Buttercream icing is one of the most common icings for decorating cakes. You can use it to fill or spread over a cake, as well as to pipe decorations. Depending on how you are using the icing, you may need to adjust the thickness. For spreading on a cake, a slightly thinner consistency is easier to work with; if it is too thick, it won’t spread well. Piping decorations, on the other hand requires a thicker consistency. You can adjust the consistency by using more or less milk or adding more icing sugar.
Some buttercream recipes use all butter and no shortening. The reason for using shortening is that is has a higher melting point than butter. Buttercream made with shortening can withstand heat much better than buttercream made with all butter.

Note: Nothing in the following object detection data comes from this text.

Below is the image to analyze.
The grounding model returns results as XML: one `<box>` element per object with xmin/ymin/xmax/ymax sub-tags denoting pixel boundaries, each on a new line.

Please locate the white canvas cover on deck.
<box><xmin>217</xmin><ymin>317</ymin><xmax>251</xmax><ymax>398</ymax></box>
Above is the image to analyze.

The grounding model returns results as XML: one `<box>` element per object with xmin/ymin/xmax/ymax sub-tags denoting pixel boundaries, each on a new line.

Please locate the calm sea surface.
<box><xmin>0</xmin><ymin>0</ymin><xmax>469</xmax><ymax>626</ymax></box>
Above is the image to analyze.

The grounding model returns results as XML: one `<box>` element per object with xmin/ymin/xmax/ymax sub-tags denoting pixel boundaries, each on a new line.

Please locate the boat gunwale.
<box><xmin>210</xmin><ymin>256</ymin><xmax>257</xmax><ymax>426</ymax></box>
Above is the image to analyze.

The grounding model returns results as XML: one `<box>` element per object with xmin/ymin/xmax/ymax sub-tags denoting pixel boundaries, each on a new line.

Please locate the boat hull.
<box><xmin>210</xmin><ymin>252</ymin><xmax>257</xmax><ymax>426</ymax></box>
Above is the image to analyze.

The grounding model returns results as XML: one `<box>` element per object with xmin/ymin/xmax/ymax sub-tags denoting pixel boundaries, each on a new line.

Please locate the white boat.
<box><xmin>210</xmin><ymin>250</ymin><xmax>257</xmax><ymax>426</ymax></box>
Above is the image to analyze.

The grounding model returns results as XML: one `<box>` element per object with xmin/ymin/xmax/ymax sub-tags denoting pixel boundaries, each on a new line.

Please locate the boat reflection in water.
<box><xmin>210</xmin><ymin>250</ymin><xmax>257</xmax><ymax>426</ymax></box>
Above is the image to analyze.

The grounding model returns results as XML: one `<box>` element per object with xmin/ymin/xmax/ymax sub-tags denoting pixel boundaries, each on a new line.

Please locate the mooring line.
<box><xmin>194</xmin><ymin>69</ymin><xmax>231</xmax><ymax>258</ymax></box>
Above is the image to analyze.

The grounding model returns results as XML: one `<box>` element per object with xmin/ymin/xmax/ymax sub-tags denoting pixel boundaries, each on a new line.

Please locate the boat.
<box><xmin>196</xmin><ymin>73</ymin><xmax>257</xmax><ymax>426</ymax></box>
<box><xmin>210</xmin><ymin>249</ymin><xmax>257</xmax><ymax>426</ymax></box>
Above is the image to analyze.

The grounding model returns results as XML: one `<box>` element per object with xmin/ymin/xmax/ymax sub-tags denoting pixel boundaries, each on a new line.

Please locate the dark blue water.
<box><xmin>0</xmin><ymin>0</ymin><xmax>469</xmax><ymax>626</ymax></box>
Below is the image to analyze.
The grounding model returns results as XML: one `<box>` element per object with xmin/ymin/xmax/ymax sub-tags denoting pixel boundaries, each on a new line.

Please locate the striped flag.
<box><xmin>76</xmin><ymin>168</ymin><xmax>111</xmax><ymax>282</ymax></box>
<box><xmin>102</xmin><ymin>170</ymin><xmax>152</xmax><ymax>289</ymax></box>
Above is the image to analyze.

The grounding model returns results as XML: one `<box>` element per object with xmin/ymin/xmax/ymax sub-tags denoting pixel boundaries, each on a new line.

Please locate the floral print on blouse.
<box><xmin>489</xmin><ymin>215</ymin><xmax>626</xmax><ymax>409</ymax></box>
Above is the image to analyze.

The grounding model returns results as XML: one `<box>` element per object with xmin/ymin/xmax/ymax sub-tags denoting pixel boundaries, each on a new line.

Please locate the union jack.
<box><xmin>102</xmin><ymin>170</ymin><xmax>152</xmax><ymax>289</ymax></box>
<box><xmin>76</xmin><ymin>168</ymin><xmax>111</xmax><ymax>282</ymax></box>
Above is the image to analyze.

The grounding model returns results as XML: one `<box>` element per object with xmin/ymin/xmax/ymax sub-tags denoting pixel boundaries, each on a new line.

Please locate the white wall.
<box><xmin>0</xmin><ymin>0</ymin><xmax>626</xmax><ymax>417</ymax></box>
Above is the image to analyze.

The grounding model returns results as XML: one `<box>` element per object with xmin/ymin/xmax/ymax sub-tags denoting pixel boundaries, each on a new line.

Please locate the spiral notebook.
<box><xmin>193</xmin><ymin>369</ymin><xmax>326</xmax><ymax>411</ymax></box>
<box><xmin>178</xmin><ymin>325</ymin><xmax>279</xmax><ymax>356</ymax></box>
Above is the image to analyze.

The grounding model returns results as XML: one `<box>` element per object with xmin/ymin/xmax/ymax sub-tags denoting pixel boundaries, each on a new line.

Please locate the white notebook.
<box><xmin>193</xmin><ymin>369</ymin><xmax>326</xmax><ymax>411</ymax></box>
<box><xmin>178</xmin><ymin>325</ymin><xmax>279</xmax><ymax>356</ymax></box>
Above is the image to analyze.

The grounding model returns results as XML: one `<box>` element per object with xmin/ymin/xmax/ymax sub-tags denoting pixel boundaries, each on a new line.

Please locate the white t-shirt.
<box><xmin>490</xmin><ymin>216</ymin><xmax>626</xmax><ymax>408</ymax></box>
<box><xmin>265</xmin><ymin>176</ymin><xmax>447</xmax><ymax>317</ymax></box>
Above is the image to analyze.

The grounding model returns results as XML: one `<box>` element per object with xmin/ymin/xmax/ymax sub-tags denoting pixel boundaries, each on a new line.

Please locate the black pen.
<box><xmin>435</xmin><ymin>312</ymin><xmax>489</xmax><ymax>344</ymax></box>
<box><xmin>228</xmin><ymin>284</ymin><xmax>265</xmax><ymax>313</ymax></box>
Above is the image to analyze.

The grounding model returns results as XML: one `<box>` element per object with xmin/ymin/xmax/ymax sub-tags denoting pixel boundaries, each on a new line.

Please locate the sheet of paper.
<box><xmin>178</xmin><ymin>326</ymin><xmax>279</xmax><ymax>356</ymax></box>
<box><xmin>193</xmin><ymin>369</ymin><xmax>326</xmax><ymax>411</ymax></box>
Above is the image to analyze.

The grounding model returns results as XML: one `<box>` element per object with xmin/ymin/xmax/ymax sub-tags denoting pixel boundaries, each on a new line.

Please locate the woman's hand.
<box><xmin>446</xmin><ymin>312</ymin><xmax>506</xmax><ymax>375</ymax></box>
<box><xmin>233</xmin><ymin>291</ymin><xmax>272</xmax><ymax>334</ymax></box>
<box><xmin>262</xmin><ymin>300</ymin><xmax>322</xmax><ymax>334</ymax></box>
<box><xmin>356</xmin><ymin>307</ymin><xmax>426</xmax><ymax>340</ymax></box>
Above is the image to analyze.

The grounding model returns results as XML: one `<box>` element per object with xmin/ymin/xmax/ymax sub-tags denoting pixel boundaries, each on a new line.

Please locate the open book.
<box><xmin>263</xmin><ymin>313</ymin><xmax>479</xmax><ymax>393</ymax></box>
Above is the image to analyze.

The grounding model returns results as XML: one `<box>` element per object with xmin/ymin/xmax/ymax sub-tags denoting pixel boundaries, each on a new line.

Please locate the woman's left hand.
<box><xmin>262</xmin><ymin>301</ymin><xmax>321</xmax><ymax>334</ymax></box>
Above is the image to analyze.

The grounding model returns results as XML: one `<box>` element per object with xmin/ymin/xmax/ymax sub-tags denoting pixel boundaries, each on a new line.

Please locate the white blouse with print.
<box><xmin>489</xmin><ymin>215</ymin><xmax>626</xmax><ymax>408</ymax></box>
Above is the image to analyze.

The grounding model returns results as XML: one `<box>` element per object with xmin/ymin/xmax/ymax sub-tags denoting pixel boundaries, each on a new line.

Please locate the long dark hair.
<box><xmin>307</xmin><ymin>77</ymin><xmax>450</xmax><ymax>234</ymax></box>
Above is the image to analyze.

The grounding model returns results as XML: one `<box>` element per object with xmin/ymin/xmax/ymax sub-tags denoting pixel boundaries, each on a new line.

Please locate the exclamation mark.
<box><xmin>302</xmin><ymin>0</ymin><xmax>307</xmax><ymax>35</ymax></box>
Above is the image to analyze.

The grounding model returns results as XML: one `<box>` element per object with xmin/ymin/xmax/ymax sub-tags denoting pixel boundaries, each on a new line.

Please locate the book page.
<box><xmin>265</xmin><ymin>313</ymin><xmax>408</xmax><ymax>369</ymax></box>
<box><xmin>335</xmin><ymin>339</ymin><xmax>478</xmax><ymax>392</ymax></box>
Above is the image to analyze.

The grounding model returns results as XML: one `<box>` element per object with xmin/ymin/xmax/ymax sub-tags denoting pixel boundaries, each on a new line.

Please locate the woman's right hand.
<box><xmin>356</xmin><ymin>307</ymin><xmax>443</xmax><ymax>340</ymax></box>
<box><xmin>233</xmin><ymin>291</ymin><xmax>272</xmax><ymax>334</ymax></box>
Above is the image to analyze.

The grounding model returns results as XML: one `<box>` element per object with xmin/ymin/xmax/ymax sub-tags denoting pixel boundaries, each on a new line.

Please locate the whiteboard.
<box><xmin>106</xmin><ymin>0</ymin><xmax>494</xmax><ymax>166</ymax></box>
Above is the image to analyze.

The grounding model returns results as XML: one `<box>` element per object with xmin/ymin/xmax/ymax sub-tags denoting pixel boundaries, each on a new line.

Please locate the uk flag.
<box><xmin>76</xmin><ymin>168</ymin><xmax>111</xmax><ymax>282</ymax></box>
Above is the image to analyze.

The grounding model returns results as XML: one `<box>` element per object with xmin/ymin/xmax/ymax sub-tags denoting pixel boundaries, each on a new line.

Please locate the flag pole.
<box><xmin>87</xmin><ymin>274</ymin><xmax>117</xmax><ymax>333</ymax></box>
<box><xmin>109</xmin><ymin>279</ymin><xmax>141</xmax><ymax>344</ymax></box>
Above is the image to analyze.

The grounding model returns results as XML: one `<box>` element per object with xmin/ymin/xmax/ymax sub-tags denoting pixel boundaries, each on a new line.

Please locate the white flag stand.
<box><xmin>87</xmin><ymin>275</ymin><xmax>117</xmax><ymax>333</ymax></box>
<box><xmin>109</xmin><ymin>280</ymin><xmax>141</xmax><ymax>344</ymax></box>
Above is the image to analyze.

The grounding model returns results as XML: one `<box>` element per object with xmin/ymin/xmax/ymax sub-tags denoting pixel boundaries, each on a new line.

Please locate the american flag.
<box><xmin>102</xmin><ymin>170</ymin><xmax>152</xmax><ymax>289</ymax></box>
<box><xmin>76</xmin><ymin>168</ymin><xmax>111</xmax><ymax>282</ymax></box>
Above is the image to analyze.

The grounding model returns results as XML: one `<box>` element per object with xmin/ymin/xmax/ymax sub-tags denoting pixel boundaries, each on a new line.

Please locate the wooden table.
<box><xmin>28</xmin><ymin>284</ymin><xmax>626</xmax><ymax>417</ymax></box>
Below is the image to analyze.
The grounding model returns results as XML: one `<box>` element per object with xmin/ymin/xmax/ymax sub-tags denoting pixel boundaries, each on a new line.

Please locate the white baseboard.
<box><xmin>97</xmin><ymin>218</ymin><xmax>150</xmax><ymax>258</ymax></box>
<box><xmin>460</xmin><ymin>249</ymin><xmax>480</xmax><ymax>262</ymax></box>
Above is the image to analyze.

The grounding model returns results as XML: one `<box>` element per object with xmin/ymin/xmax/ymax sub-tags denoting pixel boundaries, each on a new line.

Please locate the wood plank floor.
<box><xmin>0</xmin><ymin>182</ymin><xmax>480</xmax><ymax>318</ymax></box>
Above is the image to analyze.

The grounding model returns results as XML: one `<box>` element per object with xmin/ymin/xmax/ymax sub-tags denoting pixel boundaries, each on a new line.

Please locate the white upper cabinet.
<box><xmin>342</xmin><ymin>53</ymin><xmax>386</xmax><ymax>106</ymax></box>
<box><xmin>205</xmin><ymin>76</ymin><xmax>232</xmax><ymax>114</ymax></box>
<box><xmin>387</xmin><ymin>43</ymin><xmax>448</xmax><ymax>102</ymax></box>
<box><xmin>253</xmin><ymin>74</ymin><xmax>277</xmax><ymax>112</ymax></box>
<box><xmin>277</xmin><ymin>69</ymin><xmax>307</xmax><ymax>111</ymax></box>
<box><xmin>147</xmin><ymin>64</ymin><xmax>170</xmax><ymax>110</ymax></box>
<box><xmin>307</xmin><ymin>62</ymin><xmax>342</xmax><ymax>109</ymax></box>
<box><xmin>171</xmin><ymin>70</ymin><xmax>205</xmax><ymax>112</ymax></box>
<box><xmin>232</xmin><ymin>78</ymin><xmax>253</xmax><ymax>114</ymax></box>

If only butter is used, care must be taken to ensure the cake stays cool, otherwise the icing will most likely melt and ruin the cake decorations. Often people find that using all butter makes the icing melt too quickly in the mouth. It is all personal preference so if you prefer omitting the shortening and going all butter, go for it! Butter has a much better flavour than shortening, which is why you wouldn’t ever want to only use shortening in an icing recipe.
1/2 cup butter (113 g)
1/2 cup shortening (113 g)
1 tsp. vanilla
3-4 cups icing sugar (420 g – 560 g)
2 tbsp. milk
Cream shortening and butter.
Slowly add sugar while continuing to beat.
Add milk and beat on medium speed until light and fluffy.